That's right, we need to end fossil fuel usage right now. If we don't switch solely to solar and wind worldwide in the next ten years there's going to be an apocalyptic ecological event. It's a climate crisis. I don't understand why people can't just follow the science. It doesn't matter how much food and energy prices would rise if fossil fuels were abruptly banned; a few poor peoples' ability to eat or stay warm is nothing in the face of the climate crisis.
> a few poor peoples' ability to eat or stay warm is nothing in the face of the climate crisis.
Or maybe, in such a case, the people who have actually been consuming (and emitting) like there is no tomorrow all these decades should make substantial adjustments to their lifestyle (i.e. pay more taxes), so that the people who have been consuming nothing can eat. Sounds a bit more reasonable to me. And we are not talking about a few people, especially if you are referring to the whole world.
Actually, for a brief moment I thought you were joking.
>If we don't switch solely to solar and wind worldwide in the next ten years there's going to be an apocalyptic ecological event.
Well, being as how there's 0% probability of us ending fossil fuel usage in that time, I guess we'll put your prediction to the test.
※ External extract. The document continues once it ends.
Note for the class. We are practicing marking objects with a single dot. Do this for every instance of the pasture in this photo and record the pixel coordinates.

Personally, I don't see it happening...
Fossil fuel usage will end itself once other more convenient energy sources become relevant. You can't possibly suggest leaving vulnerable people without shelter, heat or food because there's an impending apocalypse brewing. Fossil fuels be banned sounds like a quote from the nutcake realm. You're probably using ICE engines for transportation, gas and electricity for indoor lighting and heating like everybody else. Imagine if these were turned off for your own good and the survival of modern society.
IMO Solarpunk is cool, but it's not going to offer many realistic social lessons or warnings like cyberpunk does because it still relies on globalisation, huge logistics networks, and large factories to support the lifestyle and direction it promotes. In that sense, it's at odds with itself because there's still a divided population who have to work to support that infrastructure while the solarpunks get the real freedom of living.
I'd like to believe the punk component is like DIY 3-d printing wind turbine arrays, setting up solar powered mesh networks financed by distributed cryptocoin miners.
Cyberpunk offers realistic social lessons or warnings? That is news to me like the number of cyborg street thugs and automatic weapon proliferation. Jokes aside it is a Texas Sharpshooter fallacy and more something that one can look back on and find resemblances by comparision like say Star Trek and Tricorders vs cell phones and replicators vs 3d printing.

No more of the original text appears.